Getting Loan for Credit Card Debt
Secured loan for credit card debt is perfect for card holders who have low credit ratings. It has low interest rates compared to unsecured loan. Borrower is asked to provide collateral for their loan. House is the most common collateral used for this type of loan. It is called mortgage loan. However, repayment program can extend up to ten years or even longer. Borrower can lose their house too when defaulting from the loan.
Another secured loan for credit card debt option is 401(k) loan. It is possible for worker that has retirement account insured by their employer. It is borrower’s own money but still needed to be paid back. Interest rates are low and the loan will not appear on credit report. However, failure to make payment can result in severe penalty. In the case where worker leaves or loses their job, they are expected to pay off the loan in 60 days.
Taking personal loan for credit card debt is the most interesting choice for some people. They can combine their debts into one and pay it at lower interest rates. The fixed interest rates can go lower if borrower has stellar credit score. With great planning, there is a possibility to shorten repayment plan for this personal loan. It is done by adding additional payment to your monthly minimum payment.
But this type of loan for credit card debt also has its catches. Lending company usually requires loan origination fee to be paid upfront before obtaining personal loan. The fee ranges from 1% to 6%. There is a chance that it can harm you in the future too. Personal loan has its own time limit which is only for few years. It means that monthly payment can be very high.

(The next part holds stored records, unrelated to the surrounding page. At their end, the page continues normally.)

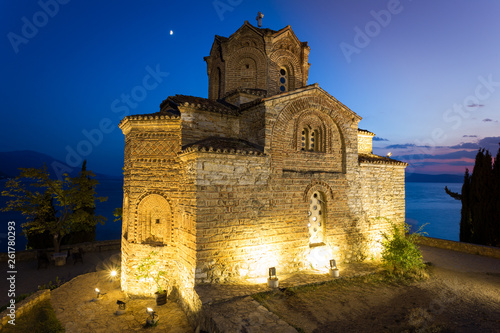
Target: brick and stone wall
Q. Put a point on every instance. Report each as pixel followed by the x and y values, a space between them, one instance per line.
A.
pixel 365 142
pixel 212 214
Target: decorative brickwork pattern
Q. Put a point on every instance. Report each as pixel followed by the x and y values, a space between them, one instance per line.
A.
pixel 253 177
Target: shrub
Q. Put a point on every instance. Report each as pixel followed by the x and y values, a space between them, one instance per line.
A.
pixel 400 255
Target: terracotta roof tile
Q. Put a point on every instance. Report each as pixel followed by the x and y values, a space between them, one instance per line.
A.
pixel 225 145
pixel 218 106
pixel 360 130
pixel 376 159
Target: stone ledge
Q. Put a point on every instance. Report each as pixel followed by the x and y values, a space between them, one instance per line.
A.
pixel 482 250
pixel 24 306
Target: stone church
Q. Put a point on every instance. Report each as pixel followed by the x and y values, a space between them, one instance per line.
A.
pixel 268 171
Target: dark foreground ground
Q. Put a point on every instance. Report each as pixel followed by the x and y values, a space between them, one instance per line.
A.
pixel 461 295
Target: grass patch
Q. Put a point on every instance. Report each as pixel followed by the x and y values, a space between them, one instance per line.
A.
pixel 40 319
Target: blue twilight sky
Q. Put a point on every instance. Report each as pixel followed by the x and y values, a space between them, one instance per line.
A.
pixel 423 74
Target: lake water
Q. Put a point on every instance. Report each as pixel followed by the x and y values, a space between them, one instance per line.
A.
pixel 429 203
pixel 425 203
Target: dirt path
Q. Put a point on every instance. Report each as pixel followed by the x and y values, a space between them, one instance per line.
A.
pixel 462 295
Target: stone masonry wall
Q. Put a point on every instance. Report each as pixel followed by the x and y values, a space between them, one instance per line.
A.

Consolidation loan for credit card debt can also be done by transferring all existing balances to balance transfer card with 0% introductory interest rate. The period of 0% rate lasts for months, usually from 12 to 18 months, depending on credit rating. If you can repay the loan during this period, it is a very beneficial to you. However, when standard rates have been applied, it will result in another problem.
It is important to understand the stem of your debt before taking loan for credit card debt. The main reason for having debt on credit card is high debt-to-income ratio. That can happen because borrower has excessive spending habit. Another possible reason is too small income. Prior to obtaining another loan to solve your debt problem, it is best to address this issue first. Perhaps there is a much needed modification to your financial life.